Files
ik_llama.cpp/github-data/pull_requests/27 - Faster Gemma2.md
2025-07-23 13:31:53 +02:00

57 lines
4.3 KiB
Markdown

### 🔀 [#27](https://github.com/ikawrakow/ik_llama.cpp/pull/27) - Faster Gemma2
| **Author** | `ikawrakow` |
| :--- | :--- |
| **State** | ❌ **Closed** |
| **Created** | 2024-08-27 |
| **Updated** | 2024-08-27 |
---
#### Description
In a [previous PR](https://github.com/ikawrakow/ik_llama.cpp/pull/9) I has fused `scale - tanh - scale` used for "soft-capping" activations into a `GGML_OP_SOFTCAP` operation. This PR further fuses `GGML_OP_SOFTCAP` with `GGML_OP_SOFT_MAX` into a new `GGML_OP_SOFT_CAP_MAX` operation. This is useful for, e.g., self-attention in the Gemma-2 series of models, and leads to a significant performance increase.
In addition, "soft-capping" is added to flash attention. I see this has also been done in mainline `llama.cpp` in PR-8542 and PR-9159.
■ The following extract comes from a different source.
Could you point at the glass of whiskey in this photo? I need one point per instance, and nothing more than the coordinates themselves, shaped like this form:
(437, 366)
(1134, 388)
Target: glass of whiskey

Here some performance comparisons to `llama.cpp` (build 3631) for Gemma-2-2b on `CUDA` (RTX-4080), `Metal` (30-core M2-Max GPU), `AVX2` (Ryzen-7950X) and `ARM_NEON` (M2-Max CPU). The model is quantized with `Q4_K_S` (the performance gap between this repo and mainline `llama.cpp` is smaller for this quantization type compared to most other quants).
### No Flash attention
| backend | ngl | threads | test | t/s (llama.cpp) | t/s (PR) | Speedup |
| ---------- | --: | ------: | ------------: | ----------------: | ---------------: | --------: |
| CUDA | 100 | 1 | tg128 | 239.20 ± 0.27 | 244.47 ± 0.42 | 1.022 |
| | 100 | 1 | pp512 | 18413.90 ± 566 | 18824.91 ± 480 | 1.022 |
| | 100 | 1 | pp2048 | 17827.18 ± 106 | 18307.66 ± 77 | 1.027 |
| | 100 | 1 | pp8192 | 8814.67 ± 7.27 | 11673.96 ± 8.07 | 1.324 |
| | 100 | 1 | pp32768 | 2827.13 ± 12.12 | 4634.12 ± 4.84 | 1.639 |
| AVX2 | 0 | 4 | tg128 | 32.68 ± 0.08 | 35.26 ± 0.05 | 1.079 |
| | 0 | 16 | pp512 | 278.34 ± 1.04 | 620.40 ± 3.24 | 2.229 |
| | 0 | 16 | pp2048 | 217.57 ± 0.70 | 562.58 ± 2.31 | 2.586 |
| | 0 | 16 | pp8192 | 111.29 ± 0.15 | 414.44 ± 0.83 | 3.724 |
| | 0 | 16 | pp32768 | 35.78 ± 0.00 | 199.58 ± 0.00 | 5.578 |
| Metal | 100 | 8 | tg128 | 88.82 ± 0.19 | 91.06 ± 0.18 | 1.025 |
| | 100 | 8 | pp512 | 1427.74 ± 1.44 | 1512.66 ± 0.59 | 1.059 |
| | 100 | 8 | pp2048 | 1363.51 ± 0.62 | 1456.12 ± 0.73 | 1.068 |
| | 100 | 8 | pp8192 | 1093.02 ± 0.86 | 1224.56 ± 0.52 | 1.120 |
| | 100 | 8 | pp32768 | 572.65 ± 1.13 | 728.75 ± 5.56 | 1.272 |
| ARN_NEON | 0 | 8 | tg128 | 54.06 ± 0.15 | 62.49 ± 0.18 | 1.156 |
| | 0 | 8 | pp512 | 148.92 ± 0.15 | 243.09 ± 0.06 | 1.632 |
| | 0 | 8 | pp2048 | 130.66 ± 1.84 | 226.46 ± 5.41 | 1.733 |
| | 0 | 8 | pp8192 | 97.95 ± 3.57 | 189.65 ± 4.30 | 1.936 |
For very large prompts (pp32768) the performance difference is striking, reaching 5.5X for `AVX2`!
### Flash attention
Flash attention is only useful on CUDA (on the 3 other platforms I have available performance is lower with flash attention), so here only CUDA results:
| backend | ngl | threads | fa | test | t/s (llama.cpp) | t/s (PR) | Speedup |
| ---------- | --: | ------: | -: | ------------: | ----------------: | ---------------: | ----------: |
| CUDA | 100 | 1 | 1 | tg128 | 251.86 ± 0.56 | 256.15 ± 0.76 | 1.017 |
| CUDA | 100 | 1 | 1 | pp512 | 19127.14 ± 529.58 | 19712.11 ± 167.06| 1.031 |
| CUDA | 100 | 1 | 1 | pp2048 | 18641.99 ± 72.13 | 19823.18 ± 91.26 | 1.063 |
| CUDA | 100 | 1 | 1 | pp8192 | 13566.85 ± 111.75 | 16108.68 ± 30.32 | 1.187 |
| CUDA | 100 | 1 | 1 | pp32768 | 6472.16 ± 4.43 | 9053.46 ± 9.68 | 1.399 |
40% faster for 32k tokens is quite nice.